Electoral College requires much-needed update

Electoral College requires much-needed update

Katie Whaley

The United States offers its citizens immense power and privilege, exemplified by the rights and liberties that individuals have. Unfortunately, this power becomes restricted when selecting the president due to the Electoral College
In the Electoral College, each state has a set number of votes equal to the number of their U.S. senators and representatives of the state. For a candidate to win the Electoral College, and, consequently the presidential election, he needs to receive the majority of the country’s electoral votes. This structure ignores the popular vote of the citizens, the candidate that the citizens themselves truly vote for, and sets up the argument for if the Electoral College or popular vote should decide the president-elect.
The Founding Fathers established the Electoral College because politicians were wary of leaving the election purely in the hands of the potentially uneducated people. The founders also objected to giving Congress the power to select the president, as they were afraid of big government control, and wanted to give more power to smaller states who feared their voices would be unheard.
Though the Electoral College worked during the conception of the country, it requires an update so that the voice of the citizens will be heard.

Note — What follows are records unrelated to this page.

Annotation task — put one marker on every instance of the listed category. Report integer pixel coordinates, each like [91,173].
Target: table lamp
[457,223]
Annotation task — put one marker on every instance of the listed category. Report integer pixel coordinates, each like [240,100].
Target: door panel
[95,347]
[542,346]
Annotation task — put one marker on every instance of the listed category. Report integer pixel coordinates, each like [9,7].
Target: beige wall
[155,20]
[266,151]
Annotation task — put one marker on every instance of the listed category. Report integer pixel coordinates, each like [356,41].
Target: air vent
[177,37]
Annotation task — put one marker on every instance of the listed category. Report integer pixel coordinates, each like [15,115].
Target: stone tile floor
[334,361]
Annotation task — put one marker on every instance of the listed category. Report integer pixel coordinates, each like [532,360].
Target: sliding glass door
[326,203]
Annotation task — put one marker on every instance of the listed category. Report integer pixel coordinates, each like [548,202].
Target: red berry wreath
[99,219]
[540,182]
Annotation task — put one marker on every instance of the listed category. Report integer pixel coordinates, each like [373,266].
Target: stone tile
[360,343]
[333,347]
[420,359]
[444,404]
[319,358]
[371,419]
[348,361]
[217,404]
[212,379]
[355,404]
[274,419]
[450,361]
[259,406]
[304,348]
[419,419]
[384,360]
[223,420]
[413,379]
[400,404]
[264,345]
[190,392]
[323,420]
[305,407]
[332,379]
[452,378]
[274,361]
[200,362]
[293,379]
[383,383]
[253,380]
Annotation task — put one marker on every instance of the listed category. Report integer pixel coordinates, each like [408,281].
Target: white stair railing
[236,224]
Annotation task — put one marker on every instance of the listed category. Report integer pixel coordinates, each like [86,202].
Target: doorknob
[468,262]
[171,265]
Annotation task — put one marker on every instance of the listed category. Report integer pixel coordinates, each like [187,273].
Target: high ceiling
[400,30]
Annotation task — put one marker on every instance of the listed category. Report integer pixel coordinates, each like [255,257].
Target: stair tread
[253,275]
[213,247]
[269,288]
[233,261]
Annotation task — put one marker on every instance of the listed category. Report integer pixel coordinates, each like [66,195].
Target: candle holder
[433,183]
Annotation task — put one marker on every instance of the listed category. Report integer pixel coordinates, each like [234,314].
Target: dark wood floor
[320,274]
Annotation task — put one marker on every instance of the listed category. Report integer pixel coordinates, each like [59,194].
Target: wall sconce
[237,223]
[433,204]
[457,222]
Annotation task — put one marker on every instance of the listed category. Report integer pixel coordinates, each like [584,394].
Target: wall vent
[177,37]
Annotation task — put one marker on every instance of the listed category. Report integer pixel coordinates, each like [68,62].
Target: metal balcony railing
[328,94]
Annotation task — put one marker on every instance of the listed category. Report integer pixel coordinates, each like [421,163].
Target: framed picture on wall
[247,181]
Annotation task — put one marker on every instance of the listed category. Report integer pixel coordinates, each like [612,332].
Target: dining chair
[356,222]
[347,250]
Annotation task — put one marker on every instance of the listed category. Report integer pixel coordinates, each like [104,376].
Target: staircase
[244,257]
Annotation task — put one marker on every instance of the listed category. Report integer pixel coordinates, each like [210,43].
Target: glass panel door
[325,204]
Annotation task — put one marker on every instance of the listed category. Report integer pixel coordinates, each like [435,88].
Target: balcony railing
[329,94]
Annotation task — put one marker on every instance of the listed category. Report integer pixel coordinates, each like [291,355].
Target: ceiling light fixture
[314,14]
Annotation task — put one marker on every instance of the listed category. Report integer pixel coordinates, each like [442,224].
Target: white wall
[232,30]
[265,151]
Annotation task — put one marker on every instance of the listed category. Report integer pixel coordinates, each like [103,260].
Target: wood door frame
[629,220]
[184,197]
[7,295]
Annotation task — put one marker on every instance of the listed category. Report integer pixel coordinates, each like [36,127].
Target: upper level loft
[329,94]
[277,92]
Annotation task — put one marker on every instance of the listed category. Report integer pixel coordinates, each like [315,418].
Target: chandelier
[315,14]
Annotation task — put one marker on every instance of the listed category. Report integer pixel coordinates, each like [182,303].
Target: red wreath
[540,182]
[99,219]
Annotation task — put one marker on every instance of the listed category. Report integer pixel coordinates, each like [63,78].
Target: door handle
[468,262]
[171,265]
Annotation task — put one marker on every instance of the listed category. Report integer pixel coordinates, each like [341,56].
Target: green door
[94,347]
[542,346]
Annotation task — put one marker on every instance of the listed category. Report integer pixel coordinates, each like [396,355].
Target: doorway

One of the main problems with the Electoral College is all or nothing system, where all the electoral votes from each state go to a single candidate, with the exception of Nebraska and Maine whose votes are representative of their local counties.
The all or nothing system fails to represent the minority parties in states, as citizens who represent third parties may not feel obligated to vote because they don’t believe they could make a difference. The all or nothing system decreases voter turnout and indirectly promotes the two majority parties.

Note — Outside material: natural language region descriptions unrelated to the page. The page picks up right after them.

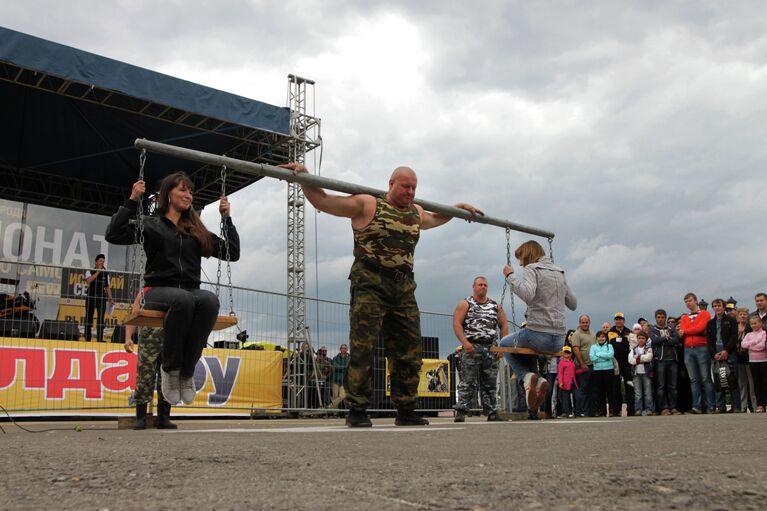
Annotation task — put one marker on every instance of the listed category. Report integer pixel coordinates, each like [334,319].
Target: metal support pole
[261,169]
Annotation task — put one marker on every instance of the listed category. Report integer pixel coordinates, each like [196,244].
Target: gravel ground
[685,462]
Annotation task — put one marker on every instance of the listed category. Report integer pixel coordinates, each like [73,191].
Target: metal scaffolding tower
[305,136]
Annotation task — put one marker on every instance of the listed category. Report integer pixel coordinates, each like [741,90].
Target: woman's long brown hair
[189,223]
[529,252]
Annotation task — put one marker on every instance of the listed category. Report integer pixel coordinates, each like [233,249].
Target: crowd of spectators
[697,362]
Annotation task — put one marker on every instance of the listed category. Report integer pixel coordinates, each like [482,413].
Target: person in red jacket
[697,359]
[567,381]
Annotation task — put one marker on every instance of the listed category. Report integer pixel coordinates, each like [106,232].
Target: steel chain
[225,236]
[551,249]
[506,284]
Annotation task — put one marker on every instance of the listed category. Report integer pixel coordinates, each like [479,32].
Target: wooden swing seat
[156,319]
[524,351]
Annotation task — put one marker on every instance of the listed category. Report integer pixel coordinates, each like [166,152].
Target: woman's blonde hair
[529,252]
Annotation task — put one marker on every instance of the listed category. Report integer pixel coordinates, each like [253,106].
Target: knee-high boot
[140,416]
[163,416]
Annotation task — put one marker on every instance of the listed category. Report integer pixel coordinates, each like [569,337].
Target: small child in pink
[756,343]
[566,379]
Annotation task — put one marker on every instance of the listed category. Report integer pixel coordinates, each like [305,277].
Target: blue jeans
[666,376]
[526,338]
[584,394]
[721,403]
[698,364]
[643,386]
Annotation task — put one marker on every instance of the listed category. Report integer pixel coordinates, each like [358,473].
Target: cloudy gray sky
[632,130]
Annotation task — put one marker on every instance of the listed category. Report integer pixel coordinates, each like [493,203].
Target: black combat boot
[163,416]
[358,419]
[409,418]
[140,416]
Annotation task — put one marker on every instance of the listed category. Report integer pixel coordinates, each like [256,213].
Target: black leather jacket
[173,259]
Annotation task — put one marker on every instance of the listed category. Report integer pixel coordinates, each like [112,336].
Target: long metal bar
[260,169]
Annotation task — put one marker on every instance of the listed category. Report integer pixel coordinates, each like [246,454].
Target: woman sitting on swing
[174,240]
[546,293]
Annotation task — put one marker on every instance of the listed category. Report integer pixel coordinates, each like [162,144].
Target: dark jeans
[584,394]
[759,372]
[627,380]
[564,397]
[95,304]
[666,376]
[698,363]
[189,319]
[734,390]
[604,391]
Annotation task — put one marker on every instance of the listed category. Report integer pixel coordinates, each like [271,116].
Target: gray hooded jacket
[546,293]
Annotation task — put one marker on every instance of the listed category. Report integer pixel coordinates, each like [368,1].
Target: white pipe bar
[261,169]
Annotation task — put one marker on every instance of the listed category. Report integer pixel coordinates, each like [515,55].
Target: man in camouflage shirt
[476,322]
[386,230]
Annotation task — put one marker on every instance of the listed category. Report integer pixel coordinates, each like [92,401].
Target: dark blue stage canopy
[70,119]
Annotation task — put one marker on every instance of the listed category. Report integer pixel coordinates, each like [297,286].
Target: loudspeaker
[21,328]
[60,330]
[118,334]
[227,345]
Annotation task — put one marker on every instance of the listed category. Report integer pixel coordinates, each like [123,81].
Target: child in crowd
[756,343]
[566,380]
[641,358]
[550,404]
[601,355]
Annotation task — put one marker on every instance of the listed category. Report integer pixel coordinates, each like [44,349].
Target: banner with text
[48,378]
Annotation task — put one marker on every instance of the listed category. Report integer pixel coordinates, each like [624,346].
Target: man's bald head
[402,184]
[401,172]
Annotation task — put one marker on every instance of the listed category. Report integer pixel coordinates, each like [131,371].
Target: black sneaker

Furthermore, come Election Day, which is when electors vote for the president and vice president, the votes of the electorate does not always represent the votes of the people. The Electoral College provides legislators the power to elect the president as “representatives of the people.” In reality, the popular vote merely becomes a footnote, and the president is not elected by the people, but by a complicated system that does not depict the wants of U.S. citizens.
Despite these concerns, the Electoral College has been in place for a long time and has concurred with the popular vote of the people. Now the question becomes why should it be challenged if it has worked for elections in the past?

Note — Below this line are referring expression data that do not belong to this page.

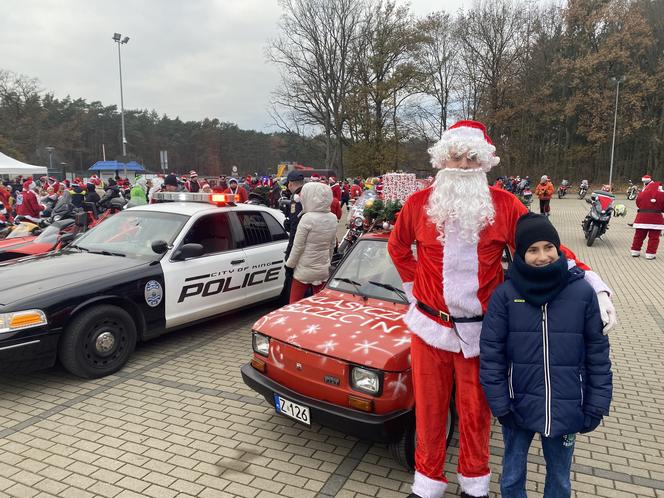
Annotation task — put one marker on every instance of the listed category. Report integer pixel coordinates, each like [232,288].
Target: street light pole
[117,37]
[615,121]
[50,156]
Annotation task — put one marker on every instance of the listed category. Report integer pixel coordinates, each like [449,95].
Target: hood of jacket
[316,197]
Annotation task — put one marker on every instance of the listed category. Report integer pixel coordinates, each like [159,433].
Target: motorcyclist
[112,191]
[27,204]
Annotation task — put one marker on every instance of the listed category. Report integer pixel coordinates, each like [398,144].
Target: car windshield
[131,233]
[49,235]
[368,270]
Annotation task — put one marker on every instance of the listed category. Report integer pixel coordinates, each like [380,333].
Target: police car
[141,273]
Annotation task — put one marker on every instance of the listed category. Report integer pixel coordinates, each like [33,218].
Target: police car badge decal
[153,293]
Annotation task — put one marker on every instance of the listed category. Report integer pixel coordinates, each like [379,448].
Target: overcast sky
[193,59]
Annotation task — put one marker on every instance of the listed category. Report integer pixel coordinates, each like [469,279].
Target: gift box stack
[398,186]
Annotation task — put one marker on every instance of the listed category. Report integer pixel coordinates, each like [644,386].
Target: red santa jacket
[244,196]
[650,204]
[335,207]
[336,191]
[456,277]
[27,204]
[355,191]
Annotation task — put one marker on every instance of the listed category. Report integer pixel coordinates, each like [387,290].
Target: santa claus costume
[649,220]
[460,226]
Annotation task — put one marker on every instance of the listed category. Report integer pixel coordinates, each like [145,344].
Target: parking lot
[179,421]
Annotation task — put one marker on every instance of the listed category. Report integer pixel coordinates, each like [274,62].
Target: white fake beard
[460,202]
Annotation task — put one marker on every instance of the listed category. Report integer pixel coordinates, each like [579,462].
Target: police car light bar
[227,199]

Newt Gingrich, former Speaker of the House and one of Donald Trump’s top surrogates, proposed changing the Electoral College system in 2014. Gingrich sent a letter to National Popular Vote, a nonpartisan group that promotes legislation to give the presidency to the candidate who wins the popular vote. In this letter, he described the United States as one of the most diverse nations in the world, and, as a result, a nation whose leader represents all of the people. He added that the Electoral College failed to reflect the country’s tremendous diversity and prevented a vote that was representative of the population. Picking a president by the popular vote instead of through the Electoral College, he asserted, would be more in sync with fundamental democratic principles.
If a former Speaker of the House is questioning the system that elects the most influential person of the United States because of a lack of equity, then shouldn’t we reconsider how we elect the president?
The Electoral College should not decide the next president of the United States, the popular vote should. The latter allows for the leader of the citizens of the United States to be elected by the people of the United States. Logically and intuitively, the popular vote simply makes sense.
There’s not much an individual citizen can do to change the American political process. The best thing one can do is to educate themselves on current topics and utilize their freedom to vote for the next president of the United States.